So. Schluss mit Satire und Sarkasmus, mit Genöle über den Stillstand in der Stadt. Es ist Ernst.

Ich habe erstmals Angst um Bonn. Um diese weltoffene und zugleich piefige Stadt, in der Fremdenhass eigentlich kein Thema ist. Kein Thema war.

Wer aktuell Kommentare  unter den Artikeln über den tragischen Tod von Niklas liest, dem wird ganz anders. Blanker Rassismus schwelt wie seit 1945 nicht mehr durch die sozialen Netzwerke. Triumphierend wird argumentiert, dass der mutmaßliche Täter nicht nur einen italienischen Pass hat, der offenbar noch in Ordnung ist, sondern auch einen marokkanischen Migrationshintergrund.

Genau so, als ob es eine genetische oder kulturelle Begründung für grundlose Gewalt gibt, quasi einen pseudorassetypischen Grundzug im Charakter.  Führt man diese Argumentation weiter, gelangt man ins tiefe Dunkeldeutschland (das von 1933 bis 1945, nicht das postwende-Ostdeutsche) zurück.

“Der Jude an sich” von damals wird zum “Araber an sich”, zum “Muslimen an sich”, zum Nicht(west-)europäischen-” oder nicht-EU Ausländer an sich” heute. Das Individuum Täter wird zum Archetyp für alle Menschen mit selber Herkunft. Und wenn dann doch mal ein “NAFRI”, ein Muslim, zufälligerweise kein Schläger oder Grabscher ist, dann kann man das ja auf eine zivilisierte Ausnahme zurückführen. Den edlen Wilden, der dank deutscher Schul- und Kulturbildung doch vernünftig geworden ist, quasi.

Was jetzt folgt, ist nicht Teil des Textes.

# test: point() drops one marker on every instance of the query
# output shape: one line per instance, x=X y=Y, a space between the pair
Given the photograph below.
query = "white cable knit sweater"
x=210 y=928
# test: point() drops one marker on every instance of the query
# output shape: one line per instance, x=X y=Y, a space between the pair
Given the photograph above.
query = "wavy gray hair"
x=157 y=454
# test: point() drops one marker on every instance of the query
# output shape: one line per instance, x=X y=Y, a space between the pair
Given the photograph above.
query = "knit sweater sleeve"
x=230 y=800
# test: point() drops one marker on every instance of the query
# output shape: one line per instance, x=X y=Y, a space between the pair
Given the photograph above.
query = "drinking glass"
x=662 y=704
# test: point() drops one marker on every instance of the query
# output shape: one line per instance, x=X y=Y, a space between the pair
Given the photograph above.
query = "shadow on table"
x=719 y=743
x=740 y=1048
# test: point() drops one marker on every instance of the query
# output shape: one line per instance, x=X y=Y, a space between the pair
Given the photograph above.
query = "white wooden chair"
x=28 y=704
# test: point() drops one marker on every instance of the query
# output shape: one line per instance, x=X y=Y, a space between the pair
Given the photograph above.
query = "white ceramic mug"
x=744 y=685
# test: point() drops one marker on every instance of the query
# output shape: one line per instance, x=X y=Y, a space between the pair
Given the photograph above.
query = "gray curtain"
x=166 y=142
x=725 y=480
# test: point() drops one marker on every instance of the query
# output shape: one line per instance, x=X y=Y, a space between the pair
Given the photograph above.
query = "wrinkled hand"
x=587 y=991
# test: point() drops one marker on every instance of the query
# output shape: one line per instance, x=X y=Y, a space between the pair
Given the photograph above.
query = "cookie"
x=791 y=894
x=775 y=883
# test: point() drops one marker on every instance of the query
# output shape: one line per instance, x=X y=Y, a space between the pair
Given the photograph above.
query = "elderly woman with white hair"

Wollen wir das? Will man in so einer Stadtgesellschaft leben, bei der gegen eine Herkunft mit Generalverdacht belegt wird? In der Rasse und Kulturelle Herkunft wieder zur Argumentationshilfe wird? Nein.

Jeder Mensch ist ein Individuum, mit individuellen Prägungen. Natürlich haben Intensivtäter statistisch des öfteren einen anderskulturelle Herkunft. Aber sie sind alle Individuen, und oftmals ist in ihrer Vergangenheit etwas schief gelaufen. SIe erhielten vielleicht keine frühe Sprachförderung in der Schule, lernten nie richtig lesen und schreiben (davon sind in NRW dank “Schreibwerkstatt” übrigens weite Teile der Generation U28 betroffen”). Vielleicht haben sich auch die Eltern weniger gekümmert, dass sie eine gute Grund-Ausbildung erhalten, wer weiß.

Diese mangelnde Ausbildung ließ sie möglicherweise durchs Raster fallen, ist oftmals eine Ursache dafür, dass sie auf die kleinkriminelle Bahn und zu gewaltbereiten Straftätern wurden. Vielleicht ist dies eine Ursache, neben vielen Möglichkeiten.

Aber Herkunft und Abstammung als Ursache heranzuziehen, ist perfide. Und führt zu einer Ausgrenzung von über einem Viertel aller Bonner. So hoch ist der Anteil an Bewohnern mit einem Migrationshintergrund. Denn Herkunft kann man nicht ändern. Und eine Vorverurteilung, etwa aufgrund der Haut-, Augen oder Nagelfarbe, deshalb auch nicht.

Und besonders in einer weltoffenen UN-Stadt wie Bonn sollte man so einer Argumentation hart entgegentreten. Gewalt wird nicht geduldet. Aber Rassismus, Xenophobie und Ausgrenzung darf nicht die Antwort darauf sein.